2. Thorough clinical examination laying stress on:

   • Assessment of anthropometric measures including weight in kilograms (Kg) and height in centimeters (cm) and plotting them on the age- and sex-standard percentiles according to Egyptian growth charts (Diabetic endocrine and metabolic pediatric unit, 2003). Body mass index (BMI) will be measured as kg/m2. (Guldiken et al., 2007).
   • Measurement of vital data including heart rate and blood pressure.
   • BMI: simple index of weight-for-height that is commonly used to classify underweight, overweight and obesity. It is calculated as the weight in kilograms divided by the square of the height in meters( Kg/m2). (WHO, 1995).
   • Complete examination including cardiac, chest, abdominal and neurological examination.
   • Assessment of sexual maturity using Tanner score (Vichinsky et al., 2008):

   Delayed puberty and hypogonadism: Defined as absence of sexual characteristics in girls above the age of 13 years and a testicular volume < 4ml in boys above the age of 14 years.
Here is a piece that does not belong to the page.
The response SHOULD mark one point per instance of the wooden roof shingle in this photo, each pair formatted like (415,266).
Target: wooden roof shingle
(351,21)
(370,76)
Arrested puberty is the non-progression of puberty for a period of 12 months. (Arya et al., 2005)

3. Laboratory investigations including:

   • Complete blood picture (CBC): using Sysmex XT-1800i (Sysmex, Japan) with examination of Leishman-stained smears for red blood cells (RBC) morphology and differential white blood cell (WBC) count.
   • Peripheral blood staining: by brilliant cresyl blue and examination of a smear for reticulocytic count
   • Qualitative and quantitative hemoglobin analysis: at time of diagnosis collected from follow up sheets of patients.
   • Hb electrophoresis to ensure diagnosis of B thalassemia.
   • Measurement of serum ferritin(Soliman AT, et al.; 2013).
   • Measurement of fasting C peptide.
   • Measurement of random and fasting plasma glucose level(American Diabetes Association, 2013).
   • Oral glucose tolerance test (Thennadil SN et al., 2001).

A pilot study will be done on 15 patients with abnormal glucose tolerance which will include:

A-Continuous glucose monitoring system (CGMS) : A glucometer will be given to each patient and will be asked to measure blood glucose before meals and snacks and record the valus in the CGMS for better calibration (Khammar A et al., 2009).

B-Therapeutic intervention:

Thalassemia patients who proved to have diabetes according to the ADA criteria will be subjected to

• Insulin pump will be tried in each diabetic thalassemic patient versus conventional insulin therapy(Bruttomesso D et al., 2009).